Je supervise les travaux, enregistre les objets découverts, et tiens un journal des fouilles où je note notamment toutes les circonstances qui accompagnent la découverte de la frise des lions, la rampe d'escalier du palais d'Artaxercès, petit fils de Darius, et la célèbre frise des archers. Ces frises sont ramenées en France et exposées au musée du Louvre. A l'occasion de l'inauguration des salles Dieulafoy, je suis décorée de la légion d'honneur.
« Quels terribles soucis me causent la découverte et l'enlèvement des émaux ! Chaque bloc, brisé quelquefois en sept ou huit fragments, est dégagé avec la pointe du couteau, dessiné sur un papier quadrillé, déposé dans une corbeille au fond de laquelle on jette un numéro d'ordre, et prend le chemin du camp. Les frises, trop encombrantes, sont empilées sous le capar, faute de meilleur abri ; les émaux en relief s'entassent dans notre tente, où nous avons pendant les jours de pluie le loisir de les débarrasser des gangues adhérentes et de reconstituer un magnifique lion dont le corps se profile sur un fond bleu turquoise. Le modelé savant, la coloration harmonieuse mais fantastique de l'animal, décèlent un art d'une puissance et d'une originalité indicibles... Des répliques doubles, triples, quadruples laissent supposer que la bête faisait partie d'une procession de fauves qui se déroulait sur une longue frise... La voilà donc réveillée d'entre les morts cette polychromie antique, niée, exaltée, et combattue avec passion dans les tournois archéologiques !». Suse, journal des fouilles, p 158
« Crapaudine de grandeur colossale, débris de belles huisseries, double carrelage rencontré derrière la baie, inscription cunéiforme, linteaux et colonnes brisés, démontrent clairement que nous avons découvert l'emplacement de l'une de ces portes monumentales, orgueil des souverains de l'Orient... Dor Ali se précipita : « Je trouve un objet qui est beau! s'écria-t-il tout essoufflé ; les ouvriers prétendent que c'est de l'or ; moi je dis : c'est un kachy ! » Les Persans désignent sous ce nom les revêtements de faïence fabriqués à Kachan au douzième siècle... Il tient un bloc de faïence blanche comme neige ; sur une des tranches apparaît, en haut-relief, une demi-sphère d'un bel émail jaune, semée d'étoiles bleues, vertes et blanches, comprises dans un cloisonné. Un liséré blanc longe la saillie. Le morceau est incomplet, mais, tel quel, c'est un chef-d’œuvre de céramique. Que peuvent bien représenter cet étrange modelé, ces couleurs magnifiques ?... Le tableau représente des archers vus de profil, en marche, la javeline à la main, l'arc et le carquois sur l'épaule.
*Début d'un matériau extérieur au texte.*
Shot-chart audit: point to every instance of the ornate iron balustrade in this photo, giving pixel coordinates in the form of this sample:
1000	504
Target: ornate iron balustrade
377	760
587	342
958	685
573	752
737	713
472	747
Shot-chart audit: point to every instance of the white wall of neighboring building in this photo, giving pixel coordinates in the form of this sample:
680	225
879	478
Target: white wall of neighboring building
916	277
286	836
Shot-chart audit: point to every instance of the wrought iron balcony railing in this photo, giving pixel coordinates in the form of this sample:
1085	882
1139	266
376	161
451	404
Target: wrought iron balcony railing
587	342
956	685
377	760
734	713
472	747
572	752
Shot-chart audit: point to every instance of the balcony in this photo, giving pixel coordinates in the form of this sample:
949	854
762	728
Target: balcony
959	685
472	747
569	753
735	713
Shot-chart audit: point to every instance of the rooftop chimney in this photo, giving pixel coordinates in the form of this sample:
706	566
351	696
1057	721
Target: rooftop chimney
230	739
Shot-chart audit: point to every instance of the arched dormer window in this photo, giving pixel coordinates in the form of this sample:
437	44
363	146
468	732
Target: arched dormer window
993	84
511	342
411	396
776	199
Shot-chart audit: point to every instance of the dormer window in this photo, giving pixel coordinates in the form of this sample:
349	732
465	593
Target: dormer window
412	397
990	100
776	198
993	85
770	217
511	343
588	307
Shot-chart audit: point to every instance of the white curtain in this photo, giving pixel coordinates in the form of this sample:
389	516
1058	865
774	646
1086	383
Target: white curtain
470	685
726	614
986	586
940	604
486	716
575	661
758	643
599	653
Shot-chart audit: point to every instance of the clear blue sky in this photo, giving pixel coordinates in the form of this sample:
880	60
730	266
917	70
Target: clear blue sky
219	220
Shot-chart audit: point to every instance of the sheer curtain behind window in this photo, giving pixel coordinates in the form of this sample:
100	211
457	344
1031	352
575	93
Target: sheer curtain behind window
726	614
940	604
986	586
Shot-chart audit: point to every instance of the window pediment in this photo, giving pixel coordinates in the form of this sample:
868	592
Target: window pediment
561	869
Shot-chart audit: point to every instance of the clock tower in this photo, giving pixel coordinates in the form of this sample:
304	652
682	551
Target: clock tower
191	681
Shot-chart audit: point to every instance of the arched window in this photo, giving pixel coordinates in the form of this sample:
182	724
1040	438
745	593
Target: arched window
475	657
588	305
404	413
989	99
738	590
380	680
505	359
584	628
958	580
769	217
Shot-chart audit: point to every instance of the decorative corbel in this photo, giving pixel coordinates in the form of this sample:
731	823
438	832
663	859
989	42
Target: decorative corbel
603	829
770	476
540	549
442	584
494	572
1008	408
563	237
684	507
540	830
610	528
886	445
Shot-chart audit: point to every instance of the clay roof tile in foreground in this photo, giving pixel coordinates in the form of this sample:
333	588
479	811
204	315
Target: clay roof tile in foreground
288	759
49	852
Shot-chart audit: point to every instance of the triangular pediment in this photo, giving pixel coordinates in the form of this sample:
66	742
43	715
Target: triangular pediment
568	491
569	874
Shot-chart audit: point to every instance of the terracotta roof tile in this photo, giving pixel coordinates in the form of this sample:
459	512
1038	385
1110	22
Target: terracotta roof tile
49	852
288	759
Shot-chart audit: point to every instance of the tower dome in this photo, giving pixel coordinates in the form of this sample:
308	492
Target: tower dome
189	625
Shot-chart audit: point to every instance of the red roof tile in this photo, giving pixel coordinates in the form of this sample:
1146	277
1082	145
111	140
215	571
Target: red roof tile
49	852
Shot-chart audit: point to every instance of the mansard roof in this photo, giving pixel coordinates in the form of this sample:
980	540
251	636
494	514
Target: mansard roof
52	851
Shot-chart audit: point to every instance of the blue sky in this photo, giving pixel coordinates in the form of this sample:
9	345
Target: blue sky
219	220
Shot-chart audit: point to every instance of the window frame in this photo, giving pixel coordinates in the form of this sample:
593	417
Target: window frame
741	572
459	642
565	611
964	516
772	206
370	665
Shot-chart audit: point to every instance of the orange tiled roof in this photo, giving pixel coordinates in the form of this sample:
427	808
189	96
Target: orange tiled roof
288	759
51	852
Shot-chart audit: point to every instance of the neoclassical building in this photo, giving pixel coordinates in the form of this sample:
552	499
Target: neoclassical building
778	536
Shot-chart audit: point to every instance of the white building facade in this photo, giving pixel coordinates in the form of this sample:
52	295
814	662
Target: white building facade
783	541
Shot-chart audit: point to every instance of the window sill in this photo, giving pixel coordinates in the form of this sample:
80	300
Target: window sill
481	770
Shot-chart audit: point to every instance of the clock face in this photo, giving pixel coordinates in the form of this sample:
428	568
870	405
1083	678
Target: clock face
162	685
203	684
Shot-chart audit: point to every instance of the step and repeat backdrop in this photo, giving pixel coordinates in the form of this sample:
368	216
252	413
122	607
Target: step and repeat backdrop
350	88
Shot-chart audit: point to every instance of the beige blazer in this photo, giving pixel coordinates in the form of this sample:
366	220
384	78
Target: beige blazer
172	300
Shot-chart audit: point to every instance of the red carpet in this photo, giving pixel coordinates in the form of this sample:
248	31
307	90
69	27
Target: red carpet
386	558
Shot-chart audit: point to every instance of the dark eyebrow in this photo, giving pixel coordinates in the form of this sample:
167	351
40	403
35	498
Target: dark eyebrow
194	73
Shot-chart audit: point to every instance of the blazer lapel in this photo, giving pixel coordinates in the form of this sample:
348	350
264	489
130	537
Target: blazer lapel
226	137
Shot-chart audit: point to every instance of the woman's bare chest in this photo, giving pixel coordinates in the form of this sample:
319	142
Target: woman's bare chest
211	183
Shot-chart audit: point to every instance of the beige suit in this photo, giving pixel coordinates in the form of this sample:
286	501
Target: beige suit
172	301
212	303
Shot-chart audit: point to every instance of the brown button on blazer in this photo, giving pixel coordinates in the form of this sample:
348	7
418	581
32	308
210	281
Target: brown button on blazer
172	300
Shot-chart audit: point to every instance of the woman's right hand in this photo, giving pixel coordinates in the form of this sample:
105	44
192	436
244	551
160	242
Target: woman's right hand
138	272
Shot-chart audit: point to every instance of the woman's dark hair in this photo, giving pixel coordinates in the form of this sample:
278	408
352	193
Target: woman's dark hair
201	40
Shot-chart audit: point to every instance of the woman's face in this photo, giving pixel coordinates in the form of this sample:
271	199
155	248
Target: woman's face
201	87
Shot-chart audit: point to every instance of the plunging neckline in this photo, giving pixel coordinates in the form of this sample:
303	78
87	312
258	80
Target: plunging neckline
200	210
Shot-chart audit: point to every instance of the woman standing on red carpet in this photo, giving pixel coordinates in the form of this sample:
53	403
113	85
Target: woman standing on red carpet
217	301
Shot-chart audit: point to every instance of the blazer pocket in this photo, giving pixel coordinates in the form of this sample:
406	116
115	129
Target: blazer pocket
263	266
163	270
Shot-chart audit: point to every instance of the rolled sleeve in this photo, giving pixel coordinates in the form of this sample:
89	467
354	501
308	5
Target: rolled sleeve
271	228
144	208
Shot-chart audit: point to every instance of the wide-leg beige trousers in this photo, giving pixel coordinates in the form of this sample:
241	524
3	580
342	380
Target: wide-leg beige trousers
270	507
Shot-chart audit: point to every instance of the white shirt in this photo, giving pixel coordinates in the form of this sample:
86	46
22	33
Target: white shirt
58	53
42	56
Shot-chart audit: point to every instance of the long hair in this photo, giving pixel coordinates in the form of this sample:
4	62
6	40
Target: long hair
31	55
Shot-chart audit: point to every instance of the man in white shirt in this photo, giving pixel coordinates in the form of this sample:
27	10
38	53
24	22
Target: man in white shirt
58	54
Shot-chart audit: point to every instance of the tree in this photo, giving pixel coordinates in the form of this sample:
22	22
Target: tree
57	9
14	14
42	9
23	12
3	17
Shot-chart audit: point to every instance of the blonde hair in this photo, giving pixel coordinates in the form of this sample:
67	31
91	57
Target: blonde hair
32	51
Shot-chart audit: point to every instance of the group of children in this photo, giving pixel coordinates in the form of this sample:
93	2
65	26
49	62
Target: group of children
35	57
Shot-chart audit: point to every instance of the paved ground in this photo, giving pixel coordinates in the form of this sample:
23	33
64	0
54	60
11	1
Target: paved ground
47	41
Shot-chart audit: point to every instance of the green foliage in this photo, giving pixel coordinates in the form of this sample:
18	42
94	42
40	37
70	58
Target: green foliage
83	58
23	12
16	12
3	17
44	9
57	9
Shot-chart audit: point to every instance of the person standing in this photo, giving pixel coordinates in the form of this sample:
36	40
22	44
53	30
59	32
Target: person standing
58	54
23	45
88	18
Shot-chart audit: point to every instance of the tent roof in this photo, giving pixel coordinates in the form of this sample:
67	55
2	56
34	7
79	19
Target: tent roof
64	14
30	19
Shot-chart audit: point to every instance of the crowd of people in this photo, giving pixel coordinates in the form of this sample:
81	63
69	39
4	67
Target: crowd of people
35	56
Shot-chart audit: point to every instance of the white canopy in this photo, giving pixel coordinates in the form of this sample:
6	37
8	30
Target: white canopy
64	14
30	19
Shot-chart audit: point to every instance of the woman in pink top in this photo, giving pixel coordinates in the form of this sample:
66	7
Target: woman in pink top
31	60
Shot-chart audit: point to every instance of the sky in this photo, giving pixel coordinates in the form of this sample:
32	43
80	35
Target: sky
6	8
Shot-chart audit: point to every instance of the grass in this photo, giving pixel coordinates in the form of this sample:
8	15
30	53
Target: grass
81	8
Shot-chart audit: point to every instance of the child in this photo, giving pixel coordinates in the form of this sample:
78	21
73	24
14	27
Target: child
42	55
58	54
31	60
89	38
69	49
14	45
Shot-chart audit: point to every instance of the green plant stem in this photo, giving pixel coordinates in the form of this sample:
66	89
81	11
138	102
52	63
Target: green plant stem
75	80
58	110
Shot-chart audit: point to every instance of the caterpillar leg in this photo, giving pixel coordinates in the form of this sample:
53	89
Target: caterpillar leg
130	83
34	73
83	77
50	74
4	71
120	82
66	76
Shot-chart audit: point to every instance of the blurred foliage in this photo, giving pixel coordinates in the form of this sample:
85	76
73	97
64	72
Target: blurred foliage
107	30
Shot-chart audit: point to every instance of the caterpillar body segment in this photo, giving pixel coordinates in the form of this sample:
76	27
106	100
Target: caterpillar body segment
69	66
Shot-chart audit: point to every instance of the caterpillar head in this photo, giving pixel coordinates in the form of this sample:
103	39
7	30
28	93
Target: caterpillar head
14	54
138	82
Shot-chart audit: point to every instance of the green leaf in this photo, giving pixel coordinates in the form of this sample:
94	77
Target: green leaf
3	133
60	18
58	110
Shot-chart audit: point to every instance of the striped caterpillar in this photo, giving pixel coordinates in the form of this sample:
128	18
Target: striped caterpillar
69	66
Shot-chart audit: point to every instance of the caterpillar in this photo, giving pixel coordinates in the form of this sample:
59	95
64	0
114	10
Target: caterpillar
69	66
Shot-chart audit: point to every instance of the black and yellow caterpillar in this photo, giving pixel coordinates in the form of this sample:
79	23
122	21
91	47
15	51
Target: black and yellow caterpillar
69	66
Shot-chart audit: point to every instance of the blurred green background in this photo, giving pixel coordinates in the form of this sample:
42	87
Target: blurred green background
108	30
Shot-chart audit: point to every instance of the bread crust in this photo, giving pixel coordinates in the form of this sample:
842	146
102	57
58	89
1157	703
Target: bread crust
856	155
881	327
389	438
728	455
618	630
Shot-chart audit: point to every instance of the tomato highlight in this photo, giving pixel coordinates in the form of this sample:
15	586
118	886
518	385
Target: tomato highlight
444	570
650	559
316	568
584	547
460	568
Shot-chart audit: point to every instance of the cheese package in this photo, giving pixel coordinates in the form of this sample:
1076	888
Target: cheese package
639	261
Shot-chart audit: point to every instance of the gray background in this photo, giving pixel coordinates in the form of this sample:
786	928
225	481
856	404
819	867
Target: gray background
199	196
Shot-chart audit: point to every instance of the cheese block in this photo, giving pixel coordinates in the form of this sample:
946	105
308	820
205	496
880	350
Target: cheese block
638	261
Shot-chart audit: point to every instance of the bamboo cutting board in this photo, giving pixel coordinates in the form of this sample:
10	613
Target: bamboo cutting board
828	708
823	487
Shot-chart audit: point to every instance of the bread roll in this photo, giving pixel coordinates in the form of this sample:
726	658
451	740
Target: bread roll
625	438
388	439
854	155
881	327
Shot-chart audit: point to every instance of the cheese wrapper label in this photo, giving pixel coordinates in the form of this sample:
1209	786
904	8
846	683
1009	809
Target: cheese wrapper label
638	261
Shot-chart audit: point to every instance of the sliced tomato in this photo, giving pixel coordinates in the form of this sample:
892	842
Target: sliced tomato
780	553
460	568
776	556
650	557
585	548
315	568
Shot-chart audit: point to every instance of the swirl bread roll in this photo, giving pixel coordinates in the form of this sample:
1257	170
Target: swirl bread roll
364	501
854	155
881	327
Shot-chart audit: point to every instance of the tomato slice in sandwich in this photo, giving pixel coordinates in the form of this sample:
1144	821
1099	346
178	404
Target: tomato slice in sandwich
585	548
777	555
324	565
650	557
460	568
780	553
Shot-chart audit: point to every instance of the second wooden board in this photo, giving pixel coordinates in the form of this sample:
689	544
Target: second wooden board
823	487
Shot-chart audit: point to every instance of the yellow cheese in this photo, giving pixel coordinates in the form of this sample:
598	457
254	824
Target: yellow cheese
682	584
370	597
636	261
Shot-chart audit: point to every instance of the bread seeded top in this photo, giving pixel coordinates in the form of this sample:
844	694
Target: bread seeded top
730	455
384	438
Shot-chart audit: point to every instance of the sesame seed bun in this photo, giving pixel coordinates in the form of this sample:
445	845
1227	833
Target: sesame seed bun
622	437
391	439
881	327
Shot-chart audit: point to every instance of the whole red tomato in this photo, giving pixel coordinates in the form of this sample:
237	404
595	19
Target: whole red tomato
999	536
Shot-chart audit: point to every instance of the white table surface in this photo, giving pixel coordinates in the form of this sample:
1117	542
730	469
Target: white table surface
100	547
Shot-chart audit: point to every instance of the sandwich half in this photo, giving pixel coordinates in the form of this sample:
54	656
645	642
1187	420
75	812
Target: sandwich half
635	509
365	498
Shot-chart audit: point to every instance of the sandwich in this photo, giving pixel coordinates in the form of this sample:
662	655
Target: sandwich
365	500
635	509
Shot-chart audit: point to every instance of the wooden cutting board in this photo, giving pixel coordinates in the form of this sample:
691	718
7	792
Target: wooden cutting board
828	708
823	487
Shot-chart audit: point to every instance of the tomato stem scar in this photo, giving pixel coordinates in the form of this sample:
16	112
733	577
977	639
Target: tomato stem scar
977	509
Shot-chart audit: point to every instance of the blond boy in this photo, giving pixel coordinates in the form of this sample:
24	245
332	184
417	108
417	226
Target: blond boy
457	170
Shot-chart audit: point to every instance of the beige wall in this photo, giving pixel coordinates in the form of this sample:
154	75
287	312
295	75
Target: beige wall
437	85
Les uniformes, de couleurs différentes, sont taillés sur le même modèle : jupe fendue de côté, chemise courte, serrée à la taille par une ceinture, veste fermée sur la poitrine. Les manches de ce dernier vêtement, ouvertes du poignet au coude, laissent passer les plis nombreux de la chemise ». Suse, journal des fouilles, p 285
J'ai fait les récits de mes voyages à travers divers ouvrages, souvent illustrés de mes propres dessins et photographies.
Une nouvelle destination : l'Espagne
Malgré les succès de nos recherches, nous n'obtenons pas de nouvelles missions pour retourner en Perse, nous nous tournons vers d'autres contrées, dont l'Espagne, pays que j'affectionne particulièrement. J'écris alors des essais Aragon et Valence, Castille et Andalousie, ainsi qu'une biographie d'Isabelle la Grande, ouvrage posthume paru en 1920.
Mes autres productions
Pour donner vie et mouvement au héros de ces périodes historiques, je me tourne vers le roman et le théâtre. Ainsi Parysatis, tragique histoire d'une reine de Perse est couronnée par l'Académie française et se joue au théâtre des arènes de Béziers le 17 août 1902 sous forme de drame en trois actes.
J'écris quatre autres romans historiques : Rose d'Hatra, Oracle, Frère Pélage, Volontaire, mettant souvent à l'honneur des héroïnes.
En 1914, j'accompagne de nouveau mon mari au Maroc, nommé adjoint au commandant supérieur du génie militaire. À Rabat où nous nous sommes installés, je soigne des malades et malheureusement je contracte un mal infectieux qui m'emporte en 1916.